Los tres malvados, grasa, azúcar y sal se consideran insalubres, nocivos, peligrosos y – por supuesto – adictivos. En este contexto resulta fácil – tentador, diría yo – acusar a los productores de alimentos como la causa de supuestos problemas, lo que a su vez permite al nuevo fariseo y sus seguidores presentarse como valientes combatientes frente a los intereses brutales de las grandes corporaciones. Todos ignorando que las verdaderas víctimas de su accionismo son muchas pequeñas y medianas empresas, y especialmente los consumidores. La creciente intervención “nutricional” en la fabricación de comida y la bebida apenas afecta a las multinacionales de la alimentación, que pueden adaptarse mejor a las restricciones estatales que aquellos. Ya hay normas sobre la publicidad relacionada con la salud que pretenden entregar el monopolio sobre la información alimentaria y sobre de los ingredientes de un producto en manos de las autoridades reguladoras. Ya hemos asistido a la reducción del contenido de sal en el pan. Y los fabricantes de los llamados productos de adelgazamiento o complementos nutricionales, incluyendo algunas empresas farmacéuticas, están muy interesados en la glorificación de ciertos tipos de alimentación, lo que aumenta sus ventas considerablemente.

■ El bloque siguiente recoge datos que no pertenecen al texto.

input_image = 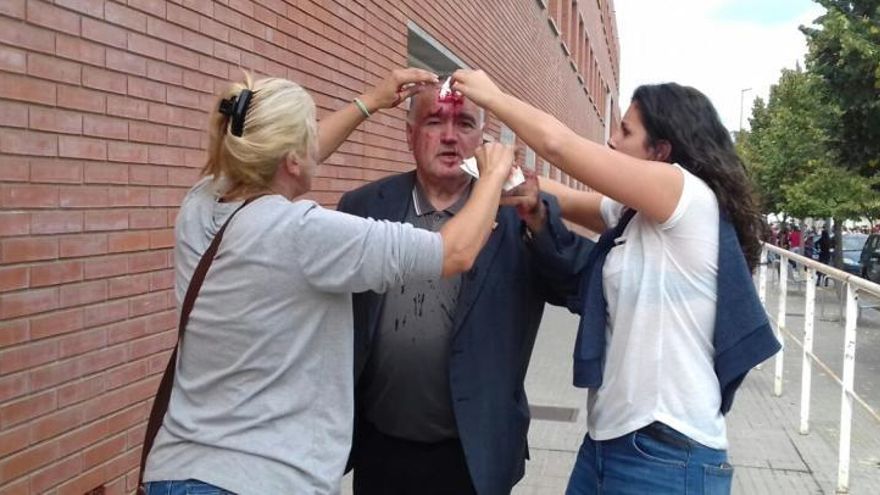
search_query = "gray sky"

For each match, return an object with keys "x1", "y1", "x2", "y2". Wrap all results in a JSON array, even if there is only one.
[{"x1": 615, "y1": 0, "x2": 822, "y2": 131}]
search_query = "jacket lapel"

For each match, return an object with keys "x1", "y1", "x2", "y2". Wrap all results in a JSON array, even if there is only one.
[{"x1": 453, "y1": 210, "x2": 506, "y2": 338}]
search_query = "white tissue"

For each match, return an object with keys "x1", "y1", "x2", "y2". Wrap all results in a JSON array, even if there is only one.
[{"x1": 461, "y1": 157, "x2": 526, "y2": 192}]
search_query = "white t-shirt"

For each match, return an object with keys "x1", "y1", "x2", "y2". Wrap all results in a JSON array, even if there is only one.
[
  {"x1": 588, "y1": 167, "x2": 727, "y2": 449},
  {"x1": 144, "y1": 179, "x2": 443, "y2": 495}
]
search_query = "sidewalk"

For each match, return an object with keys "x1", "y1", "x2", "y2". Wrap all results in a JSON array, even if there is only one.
[{"x1": 343, "y1": 297, "x2": 880, "y2": 495}]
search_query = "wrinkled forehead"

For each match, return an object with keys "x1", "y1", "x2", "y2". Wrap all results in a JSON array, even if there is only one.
[{"x1": 412, "y1": 85, "x2": 480, "y2": 120}]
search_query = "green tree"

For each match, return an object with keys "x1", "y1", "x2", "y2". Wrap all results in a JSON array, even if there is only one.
[{"x1": 801, "y1": 0, "x2": 880, "y2": 177}]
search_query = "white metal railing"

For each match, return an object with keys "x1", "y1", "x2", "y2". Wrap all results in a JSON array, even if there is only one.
[{"x1": 758, "y1": 243, "x2": 880, "y2": 493}]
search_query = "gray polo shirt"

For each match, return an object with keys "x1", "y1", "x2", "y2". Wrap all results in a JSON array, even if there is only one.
[{"x1": 362, "y1": 182, "x2": 472, "y2": 442}]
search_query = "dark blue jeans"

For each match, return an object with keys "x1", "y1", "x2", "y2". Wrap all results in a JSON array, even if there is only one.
[
  {"x1": 144, "y1": 480, "x2": 235, "y2": 495},
  {"x1": 565, "y1": 423, "x2": 733, "y2": 495}
]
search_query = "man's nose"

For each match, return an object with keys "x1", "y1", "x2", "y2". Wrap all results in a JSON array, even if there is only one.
[{"x1": 440, "y1": 122, "x2": 458, "y2": 143}]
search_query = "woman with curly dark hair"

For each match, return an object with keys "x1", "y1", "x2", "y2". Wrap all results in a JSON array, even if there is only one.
[{"x1": 453, "y1": 71, "x2": 779, "y2": 494}]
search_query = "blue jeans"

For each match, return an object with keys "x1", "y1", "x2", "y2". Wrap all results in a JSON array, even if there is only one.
[
  {"x1": 565, "y1": 423, "x2": 733, "y2": 495},
  {"x1": 144, "y1": 480, "x2": 235, "y2": 495}
]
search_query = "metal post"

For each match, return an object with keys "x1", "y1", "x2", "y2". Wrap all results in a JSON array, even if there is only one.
[
  {"x1": 800, "y1": 268, "x2": 816, "y2": 435},
  {"x1": 773, "y1": 256, "x2": 788, "y2": 397},
  {"x1": 837, "y1": 282, "x2": 859, "y2": 493}
]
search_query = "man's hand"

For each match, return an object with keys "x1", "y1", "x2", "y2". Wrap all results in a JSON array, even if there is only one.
[
  {"x1": 361, "y1": 67, "x2": 439, "y2": 113},
  {"x1": 501, "y1": 169, "x2": 547, "y2": 234}
]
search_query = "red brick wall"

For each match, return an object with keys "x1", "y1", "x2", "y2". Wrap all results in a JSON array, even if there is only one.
[{"x1": 0, "y1": 0, "x2": 618, "y2": 494}]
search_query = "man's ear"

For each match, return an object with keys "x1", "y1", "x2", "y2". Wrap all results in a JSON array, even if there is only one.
[
  {"x1": 654, "y1": 139, "x2": 672, "y2": 162},
  {"x1": 281, "y1": 153, "x2": 303, "y2": 178}
]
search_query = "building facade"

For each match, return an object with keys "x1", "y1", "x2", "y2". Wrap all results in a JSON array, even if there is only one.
[{"x1": 0, "y1": 0, "x2": 620, "y2": 494}]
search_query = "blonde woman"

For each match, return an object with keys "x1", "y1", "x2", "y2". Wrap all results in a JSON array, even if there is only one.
[{"x1": 143, "y1": 69, "x2": 513, "y2": 495}]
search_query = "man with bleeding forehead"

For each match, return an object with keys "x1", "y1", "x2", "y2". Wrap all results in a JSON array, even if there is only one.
[{"x1": 339, "y1": 79, "x2": 592, "y2": 495}]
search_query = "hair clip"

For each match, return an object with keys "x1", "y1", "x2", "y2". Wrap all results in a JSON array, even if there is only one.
[{"x1": 219, "y1": 89, "x2": 253, "y2": 137}]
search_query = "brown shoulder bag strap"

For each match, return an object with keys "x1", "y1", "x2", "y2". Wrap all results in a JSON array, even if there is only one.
[{"x1": 138, "y1": 195, "x2": 262, "y2": 494}]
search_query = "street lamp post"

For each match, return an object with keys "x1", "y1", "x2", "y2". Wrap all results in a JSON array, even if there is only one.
[{"x1": 739, "y1": 88, "x2": 752, "y2": 134}]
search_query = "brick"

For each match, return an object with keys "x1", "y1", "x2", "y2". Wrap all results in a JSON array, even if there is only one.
[
  {"x1": 129, "y1": 165, "x2": 168, "y2": 186},
  {"x1": 0, "y1": 211, "x2": 30, "y2": 237},
  {"x1": 199, "y1": 55, "x2": 229, "y2": 79},
  {"x1": 107, "y1": 231, "x2": 150, "y2": 253},
  {"x1": 108, "y1": 318, "x2": 152, "y2": 345},
  {"x1": 165, "y1": 45, "x2": 199, "y2": 67},
  {"x1": 150, "y1": 270, "x2": 174, "y2": 291},
  {"x1": 109, "y1": 187, "x2": 150, "y2": 206},
  {"x1": 149, "y1": 146, "x2": 186, "y2": 168},
  {"x1": 104, "y1": 3, "x2": 147, "y2": 33},
  {"x1": 128, "y1": 252, "x2": 170, "y2": 273},
  {"x1": 0, "y1": 266, "x2": 28, "y2": 292},
  {"x1": 60, "y1": 280, "x2": 107, "y2": 308},
  {"x1": 107, "y1": 47, "x2": 147, "y2": 76},
  {"x1": 28, "y1": 53, "x2": 82, "y2": 84},
  {"x1": 84, "y1": 256, "x2": 128, "y2": 280},
  {"x1": 82, "y1": 67, "x2": 128, "y2": 95},
  {"x1": 57, "y1": 86, "x2": 107, "y2": 113},
  {"x1": 30, "y1": 158, "x2": 82, "y2": 184},
  {"x1": 30, "y1": 404, "x2": 82, "y2": 443},
  {"x1": 147, "y1": 60, "x2": 183, "y2": 86},
  {"x1": 0, "y1": 100, "x2": 28, "y2": 127},
  {"x1": 58, "y1": 136, "x2": 107, "y2": 160},
  {"x1": 0, "y1": 0, "x2": 25, "y2": 19},
  {"x1": 128, "y1": 74, "x2": 165, "y2": 103},
  {"x1": 55, "y1": 0, "x2": 104, "y2": 17},
  {"x1": 0, "y1": 373, "x2": 30, "y2": 403},
  {"x1": 82, "y1": 18, "x2": 128, "y2": 49},
  {"x1": 31, "y1": 210, "x2": 83, "y2": 234},
  {"x1": 29, "y1": 106, "x2": 82, "y2": 134},
  {"x1": 0, "y1": 129, "x2": 58, "y2": 156},
  {"x1": 128, "y1": 122, "x2": 168, "y2": 144},
  {"x1": 109, "y1": 273, "x2": 150, "y2": 299},
  {"x1": 0, "y1": 184, "x2": 58, "y2": 208},
  {"x1": 30, "y1": 454, "x2": 83, "y2": 493},
  {"x1": 27, "y1": 0, "x2": 79, "y2": 36},
  {"x1": 84, "y1": 164, "x2": 128, "y2": 184},
  {"x1": 58, "y1": 234, "x2": 107, "y2": 258},
  {"x1": 107, "y1": 95, "x2": 148, "y2": 121},
  {"x1": 147, "y1": 16, "x2": 183, "y2": 45},
  {"x1": 30, "y1": 260, "x2": 83, "y2": 287},
  {"x1": 107, "y1": 141, "x2": 149, "y2": 165},
  {"x1": 83, "y1": 115, "x2": 128, "y2": 140},
  {"x1": 58, "y1": 328, "x2": 107, "y2": 358},
  {"x1": 0, "y1": 46, "x2": 27, "y2": 74},
  {"x1": 0, "y1": 390, "x2": 58, "y2": 429},
  {"x1": 128, "y1": 0, "x2": 165, "y2": 17},
  {"x1": 150, "y1": 229, "x2": 174, "y2": 249},
  {"x1": 59, "y1": 186, "x2": 110, "y2": 208},
  {"x1": 0, "y1": 340, "x2": 58, "y2": 376},
  {"x1": 128, "y1": 33, "x2": 165, "y2": 60},
  {"x1": 85, "y1": 210, "x2": 128, "y2": 232},
  {"x1": 0, "y1": 425, "x2": 30, "y2": 458},
  {"x1": 84, "y1": 298, "x2": 128, "y2": 327},
  {"x1": 0, "y1": 436, "x2": 60, "y2": 482},
  {"x1": 2, "y1": 237, "x2": 58, "y2": 263},
  {"x1": 55, "y1": 33, "x2": 107, "y2": 69},
  {"x1": 0, "y1": 16, "x2": 55, "y2": 53},
  {"x1": 30, "y1": 309, "x2": 83, "y2": 340}
]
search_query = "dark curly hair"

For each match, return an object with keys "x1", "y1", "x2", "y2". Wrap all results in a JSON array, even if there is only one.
[{"x1": 632, "y1": 83, "x2": 763, "y2": 270}]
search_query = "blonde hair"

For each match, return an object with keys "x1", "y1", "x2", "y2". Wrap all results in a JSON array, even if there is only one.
[{"x1": 202, "y1": 73, "x2": 318, "y2": 196}]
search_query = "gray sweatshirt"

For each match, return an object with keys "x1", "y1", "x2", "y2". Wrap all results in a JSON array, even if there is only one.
[{"x1": 144, "y1": 179, "x2": 443, "y2": 495}]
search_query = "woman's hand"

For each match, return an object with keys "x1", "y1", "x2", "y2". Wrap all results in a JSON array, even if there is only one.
[
  {"x1": 452, "y1": 69, "x2": 503, "y2": 110},
  {"x1": 361, "y1": 67, "x2": 438, "y2": 113},
  {"x1": 474, "y1": 143, "x2": 514, "y2": 182}
]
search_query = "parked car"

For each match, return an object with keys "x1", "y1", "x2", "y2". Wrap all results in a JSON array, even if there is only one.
[
  {"x1": 841, "y1": 234, "x2": 868, "y2": 277},
  {"x1": 859, "y1": 234, "x2": 880, "y2": 284}
]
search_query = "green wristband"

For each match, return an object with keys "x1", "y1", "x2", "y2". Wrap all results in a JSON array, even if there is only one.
[{"x1": 354, "y1": 98, "x2": 370, "y2": 118}]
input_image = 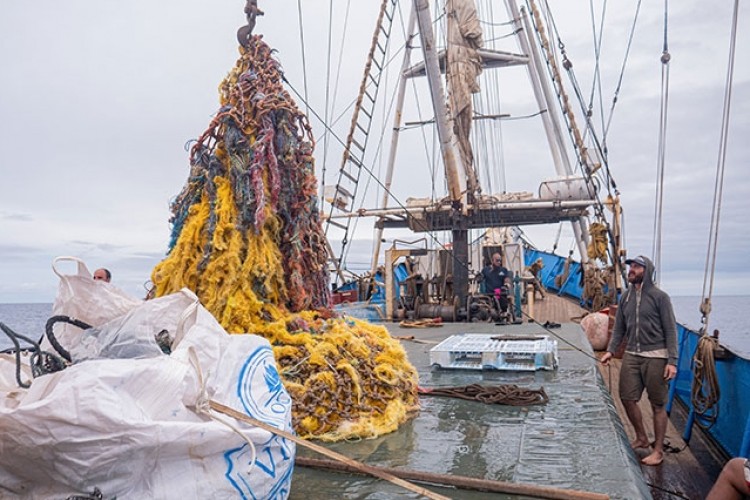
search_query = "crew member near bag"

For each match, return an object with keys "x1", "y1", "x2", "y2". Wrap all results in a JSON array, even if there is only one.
[
  {"x1": 93, "y1": 267, "x2": 112, "y2": 283},
  {"x1": 601, "y1": 255, "x2": 677, "y2": 465},
  {"x1": 482, "y1": 252, "x2": 510, "y2": 312}
]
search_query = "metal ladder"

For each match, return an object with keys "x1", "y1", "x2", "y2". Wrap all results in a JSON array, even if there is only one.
[{"x1": 324, "y1": 0, "x2": 398, "y2": 276}]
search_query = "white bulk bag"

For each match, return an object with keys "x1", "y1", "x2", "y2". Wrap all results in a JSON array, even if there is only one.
[{"x1": 0, "y1": 290, "x2": 295, "y2": 499}]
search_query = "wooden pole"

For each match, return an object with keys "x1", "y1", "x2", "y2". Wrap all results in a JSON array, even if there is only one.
[
  {"x1": 295, "y1": 456, "x2": 609, "y2": 500},
  {"x1": 208, "y1": 400, "x2": 450, "y2": 500}
]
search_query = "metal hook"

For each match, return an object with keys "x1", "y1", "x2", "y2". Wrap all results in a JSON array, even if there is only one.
[{"x1": 237, "y1": 0, "x2": 264, "y2": 47}]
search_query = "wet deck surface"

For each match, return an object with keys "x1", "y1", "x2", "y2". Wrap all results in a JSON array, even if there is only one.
[
  {"x1": 291, "y1": 314, "x2": 650, "y2": 499},
  {"x1": 534, "y1": 295, "x2": 723, "y2": 500},
  {"x1": 599, "y1": 359, "x2": 721, "y2": 500},
  {"x1": 290, "y1": 296, "x2": 721, "y2": 500}
]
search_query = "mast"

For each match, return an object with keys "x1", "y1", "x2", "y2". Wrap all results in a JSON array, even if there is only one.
[
  {"x1": 370, "y1": 8, "x2": 424, "y2": 279},
  {"x1": 414, "y1": 0, "x2": 469, "y2": 304},
  {"x1": 505, "y1": 0, "x2": 588, "y2": 264}
]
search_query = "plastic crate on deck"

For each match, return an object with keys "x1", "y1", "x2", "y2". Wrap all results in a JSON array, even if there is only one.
[{"x1": 430, "y1": 333, "x2": 558, "y2": 371}]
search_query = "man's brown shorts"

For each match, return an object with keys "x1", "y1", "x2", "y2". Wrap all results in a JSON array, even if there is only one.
[{"x1": 620, "y1": 352, "x2": 669, "y2": 406}]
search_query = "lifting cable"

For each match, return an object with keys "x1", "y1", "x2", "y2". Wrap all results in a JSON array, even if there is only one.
[
  {"x1": 584, "y1": 0, "x2": 607, "y2": 146},
  {"x1": 690, "y1": 0, "x2": 739, "y2": 430},
  {"x1": 602, "y1": 0, "x2": 641, "y2": 154},
  {"x1": 651, "y1": 0, "x2": 672, "y2": 283},
  {"x1": 701, "y1": 0, "x2": 739, "y2": 334}
]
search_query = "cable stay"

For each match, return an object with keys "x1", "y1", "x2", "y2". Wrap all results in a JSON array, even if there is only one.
[
  {"x1": 700, "y1": 0, "x2": 739, "y2": 335},
  {"x1": 651, "y1": 0, "x2": 672, "y2": 283}
]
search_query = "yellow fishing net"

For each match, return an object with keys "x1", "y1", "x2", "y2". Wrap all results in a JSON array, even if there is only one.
[{"x1": 152, "y1": 35, "x2": 418, "y2": 441}]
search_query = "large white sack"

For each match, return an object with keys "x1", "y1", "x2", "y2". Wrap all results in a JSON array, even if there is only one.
[
  {"x1": 42, "y1": 257, "x2": 143, "y2": 350},
  {"x1": 0, "y1": 290, "x2": 295, "y2": 499}
]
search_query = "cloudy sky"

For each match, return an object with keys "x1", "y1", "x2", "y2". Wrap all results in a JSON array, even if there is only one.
[{"x1": 0, "y1": 0, "x2": 750, "y2": 303}]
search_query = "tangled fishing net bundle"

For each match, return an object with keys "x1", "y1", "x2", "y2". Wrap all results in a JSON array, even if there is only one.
[{"x1": 152, "y1": 35, "x2": 418, "y2": 441}]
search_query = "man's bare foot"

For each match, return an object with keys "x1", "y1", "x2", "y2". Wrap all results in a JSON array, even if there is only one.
[
  {"x1": 641, "y1": 451, "x2": 664, "y2": 465},
  {"x1": 630, "y1": 438, "x2": 651, "y2": 450}
]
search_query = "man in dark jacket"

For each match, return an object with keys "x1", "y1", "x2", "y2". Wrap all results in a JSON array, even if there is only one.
[
  {"x1": 481, "y1": 252, "x2": 511, "y2": 312},
  {"x1": 601, "y1": 255, "x2": 677, "y2": 465}
]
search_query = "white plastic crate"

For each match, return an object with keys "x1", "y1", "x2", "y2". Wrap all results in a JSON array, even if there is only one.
[{"x1": 430, "y1": 333, "x2": 558, "y2": 371}]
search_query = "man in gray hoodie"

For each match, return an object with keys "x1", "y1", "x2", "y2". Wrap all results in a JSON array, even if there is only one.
[{"x1": 601, "y1": 255, "x2": 677, "y2": 465}]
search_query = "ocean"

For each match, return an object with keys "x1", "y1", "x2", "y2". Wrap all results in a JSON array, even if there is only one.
[{"x1": 0, "y1": 295, "x2": 750, "y2": 359}]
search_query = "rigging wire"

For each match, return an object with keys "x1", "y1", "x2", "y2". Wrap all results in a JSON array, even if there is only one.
[
  {"x1": 584, "y1": 0, "x2": 607, "y2": 146},
  {"x1": 651, "y1": 0, "x2": 672, "y2": 283},
  {"x1": 602, "y1": 0, "x2": 641, "y2": 152},
  {"x1": 319, "y1": 0, "x2": 333, "y2": 207},
  {"x1": 701, "y1": 0, "x2": 739, "y2": 333},
  {"x1": 297, "y1": 0, "x2": 309, "y2": 114}
]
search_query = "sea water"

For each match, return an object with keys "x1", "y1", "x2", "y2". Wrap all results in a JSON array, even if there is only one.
[{"x1": 0, "y1": 295, "x2": 750, "y2": 359}]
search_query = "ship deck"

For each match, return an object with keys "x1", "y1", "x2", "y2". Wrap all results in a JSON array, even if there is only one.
[{"x1": 290, "y1": 296, "x2": 720, "y2": 500}]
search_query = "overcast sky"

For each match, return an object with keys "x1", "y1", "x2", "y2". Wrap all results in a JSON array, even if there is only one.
[{"x1": 0, "y1": 0, "x2": 750, "y2": 303}]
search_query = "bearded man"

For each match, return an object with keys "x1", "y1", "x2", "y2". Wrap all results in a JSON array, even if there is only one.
[{"x1": 601, "y1": 255, "x2": 677, "y2": 465}]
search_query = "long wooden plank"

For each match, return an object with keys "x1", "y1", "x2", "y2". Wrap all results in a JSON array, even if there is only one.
[
  {"x1": 209, "y1": 400, "x2": 450, "y2": 500},
  {"x1": 295, "y1": 457, "x2": 609, "y2": 500}
]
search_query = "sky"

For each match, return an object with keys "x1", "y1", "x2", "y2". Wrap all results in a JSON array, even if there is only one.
[{"x1": 0, "y1": 0, "x2": 750, "y2": 303}]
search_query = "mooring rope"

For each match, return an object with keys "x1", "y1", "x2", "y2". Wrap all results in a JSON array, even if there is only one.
[{"x1": 690, "y1": 335, "x2": 721, "y2": 425}]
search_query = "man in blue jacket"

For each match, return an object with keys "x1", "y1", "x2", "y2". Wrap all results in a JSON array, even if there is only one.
[{"x1": 601, "y1": 255, "x2": 677, "y2": 465}]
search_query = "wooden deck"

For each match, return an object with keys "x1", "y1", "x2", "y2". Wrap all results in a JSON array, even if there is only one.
[{"x1": 524, "y1": 293, "x2": 722, "y2": 500}]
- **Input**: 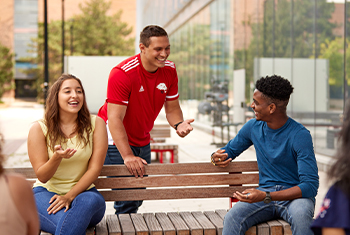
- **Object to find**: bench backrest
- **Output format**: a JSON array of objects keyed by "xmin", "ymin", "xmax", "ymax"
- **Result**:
[
  {"xmin": 150, "ymin": 124, "xmax": 171, "ymax": 138},
  {"xmin": 7, "ymin": 161, "xmax": 259, "ymax": 201}
]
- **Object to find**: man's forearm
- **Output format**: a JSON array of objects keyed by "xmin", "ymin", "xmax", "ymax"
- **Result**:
[
  {"xmin": 108, "ymin": 120, "xmax": 134, "ymax": 159},
  {"xmin": 271, "ymin": 186, "xmax": 303, "ymax": 201}
]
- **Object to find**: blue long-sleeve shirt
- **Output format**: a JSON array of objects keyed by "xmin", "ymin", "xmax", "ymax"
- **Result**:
[{"xmin": 222, "ymin": 118, "xmax": 319, "ymax": 198}]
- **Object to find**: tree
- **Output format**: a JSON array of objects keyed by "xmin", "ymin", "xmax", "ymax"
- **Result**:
[
  {"xmin": 25, "ymin": 0, "xmax": 134, "ymax": 99},
  {"xmin": 73, "ymin": 0, "xmax": 134, "ymax": 56},
  {"xmin": 235, "ymin": 0, "xmax": 337, "ymax": 98},
  {"xmin": 0, "ymin": 43, "xmax": 14, "ymax": 98}
]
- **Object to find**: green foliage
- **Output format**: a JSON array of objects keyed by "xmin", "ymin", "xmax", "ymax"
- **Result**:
[
  {"xmin": 238, "ymin": 0, "xmax": 337, "ymax": 98},
  {"xmin": 73, "ymin": 0, "xmax": 134, "ymax": 56},
  {"xmin": 0, "ymin": 43, "xmax": 14, "ymax": 98},
  {"xmin": 25, "ymin": 0, "xmax": 134, "ymax": 99}
]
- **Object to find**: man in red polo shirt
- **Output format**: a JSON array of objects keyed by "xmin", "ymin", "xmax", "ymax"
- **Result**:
[{"xmin": 98, "ymin": 25, "xmax": 194, "ymax": 214}]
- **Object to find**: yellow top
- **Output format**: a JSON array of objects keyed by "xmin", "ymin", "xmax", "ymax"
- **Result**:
[{"xmin": 33, "ymin": 115, "xmax": 96, "ymax": 195}]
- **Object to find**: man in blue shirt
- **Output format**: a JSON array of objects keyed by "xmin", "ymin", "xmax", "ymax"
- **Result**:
[{"xmin": 211, "ymin": 75, "xmax": 319, "ymax": 235}]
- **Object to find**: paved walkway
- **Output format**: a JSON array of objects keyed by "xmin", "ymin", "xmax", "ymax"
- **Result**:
[{"xmin": 0, "ymin": 101, "xmax": 330, "ymax": 217}]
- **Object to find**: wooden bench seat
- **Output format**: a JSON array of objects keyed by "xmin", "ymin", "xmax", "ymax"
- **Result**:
[
  {"xmin": 150, "ymin": 124, "xmax": 179, "ymax": 163},
  {"xmin": 11, "ymin": 161, "xmax": 291, "ymax": 235}
]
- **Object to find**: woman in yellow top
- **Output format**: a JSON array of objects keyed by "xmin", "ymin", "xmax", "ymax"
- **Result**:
[{"xmin": 28, "ymin": 74, "xmax": 108, "ymax": 235}]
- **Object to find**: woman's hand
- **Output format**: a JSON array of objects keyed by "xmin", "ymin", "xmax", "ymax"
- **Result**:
[
  {"xmin": 55, "ymin": 145, "xmax": 77, "ymax": 159},
  {"xmin": 47, "ymin": 194, "xmax": 73, "ymax": 215}
]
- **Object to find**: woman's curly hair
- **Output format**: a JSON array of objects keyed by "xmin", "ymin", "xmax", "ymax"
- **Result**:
[
  {"xmin": 328, "ymin": 100, "xmax": 350, "ymax": 197},
  {"xmin": 44, "ymin": 74, "xmax": 92, "ymax": 151}
]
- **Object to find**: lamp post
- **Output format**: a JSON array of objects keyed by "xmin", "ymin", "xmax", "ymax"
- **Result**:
[
  {"xmin": 62, "ymin": 0, "xmax": 64, "ymax": 73},
  {"xmin": 69, "ymin": 19, "xmax": 74, "ymax": 55},
  {"xmin": 43, "ymin": 0, "xmax": 49, "ymax": 108}
]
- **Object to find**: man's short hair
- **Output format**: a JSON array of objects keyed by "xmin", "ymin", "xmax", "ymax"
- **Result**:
[
  {"xmin": 140, "ymin": 25, "xmax": 168, "ymax": 47},
  {"xmin": 255, "ymin": 75, "xmax": 294, "ymax": 101}
]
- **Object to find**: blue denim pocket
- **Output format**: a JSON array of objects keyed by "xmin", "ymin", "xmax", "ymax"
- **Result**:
[{"xmin": 104, "ymin": 145, "xmax": 124, "ymax": 165}]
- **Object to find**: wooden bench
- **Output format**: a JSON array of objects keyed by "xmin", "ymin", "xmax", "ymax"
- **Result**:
[
  {"xmin": 8, "ymin": 161, "xmax": 292, "ymax": 235},
  {"xmin": 150, "ymin": 124, "xmax": 178, "ymax": 163}
]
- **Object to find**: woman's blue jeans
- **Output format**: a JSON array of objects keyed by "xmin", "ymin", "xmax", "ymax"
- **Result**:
[
  {"xmin": 33, "ymin": 187, "xmax": 106, "ymax": 235},
  {"xmin": 104, "ymin": 144, "xmax": 151, "ymax": 214},
  {"xmin": 222, "ymin": 185, "xmax": 315, "ymax": 235}
]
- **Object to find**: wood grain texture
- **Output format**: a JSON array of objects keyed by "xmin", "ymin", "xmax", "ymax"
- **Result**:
[
  {"xmin": 94, "ymin": 173, "xmax": 259, "ymax": 189},
  {"xmin": 130, "ymin": 214, "xmax": 148, "ymax": 235},
  {"xmin": 167, "ymin": 212, "xmax": 190, "ymax": 235},
  {"xmin": 179, "ymin": 212, "xmax": 204, "ymax": 235},
  {"xmin": 95, "ymin": 217, "xmax": 108, "ymax": 235},
  {"xmin": 118, "ymin": 214, "xmax": 136, "ymax": 235},
  {"xmin": 245, "ymin": 226, "xmax": 257, "ymax": 235},
  {"xmin": 9, "ymin": 162, "xmax": 259, "ymax": 179},
  {"xmin": 204, "ymin": 211, "xmax": 224, "ymax": 235},
  {"xmin": 192, "ymin": 211, "xmax": 216, "ymax": 235},
  {"xmin": 143, "ymin": 213, "xmax": 163, "ymax": 235},
  {"xmin": 278, "ymin": 220, "xmax": 292, "ymax": 235},
  {"xmin": 100, "ymin": 186, "xmax": 252, "ymax": 201},
  {"xmin": 266, "ymin": 220, "xmax": 283, "ymax": 235},
  {"xmin": 105, "ymin": 214, "xmax": 122, "ymax": 235},
  {"xmin": 256, "ymin": 223, "xmax": 270, "ymax": 235},
  {"xmin": 155, "ymin": 213, "xmax": 176, "ymax": 235},
  {"xmin": 215, "ymin": 209, "xmax": 227, "ymax": 220}
]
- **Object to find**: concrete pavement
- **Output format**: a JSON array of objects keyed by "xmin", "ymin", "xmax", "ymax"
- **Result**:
[{"xmin": 0, "ymin": 100, "xmax": 331, "ymax": 215}]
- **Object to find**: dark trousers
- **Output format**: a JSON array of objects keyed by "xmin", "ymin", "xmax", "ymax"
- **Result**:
[{"xmin": 104, "ymin": 144, "xmax": 151, "ymax": 214}]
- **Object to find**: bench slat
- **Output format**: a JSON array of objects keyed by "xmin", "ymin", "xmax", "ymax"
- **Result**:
[
  {"xmin": 100, "ymin": 162, "xmax": 259, "ymax": 176},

Además de las sustancias arriba mencionadas, la atención de los “expertos” se centra cada vez más frecuentemente sobre la carne. Si bien desde el punto de vista de las leyes dietéticas proclamadas por los apóstoles de la salud todavía es aceptable comer algo (poco) de carne «blanca», el consumo de carne en general es denunciado por los vegetarianos militantes y los llamados “protectores de los derechos de los animales”, negando a la especie humana el derecho que conceden a las otras especies animales: los otros animales si pueden devorarse entre ellos. Extremistas defensores de los animales están luchando, por ejemplo, contra el mantenimiento de animales salvajes en parques zoológicos, contra las granjas industriales (como si fuese posible alimentar a la humanidad a base de románticas pequeñas granjitas), contra el uso de pieles de animales y por una transformación en los hábitos alimenticios.

El poder, el dinero y el prestigio son los resortes esenciales de la actividad humana. Y en el caso que nos ocupa no podía ser de otra forma: se hace evidente el deseo de controlar a otros seres humanos, de controlar el dinero de los contribuyentes en forma de “ayuda estatal” y la supuesta grandeza moral en la que se mece quien lucha contra la maldad y el pecado de las personas «ordinarias», ya sea de forma individual o colectiva.

Foto: Alexey Demidov.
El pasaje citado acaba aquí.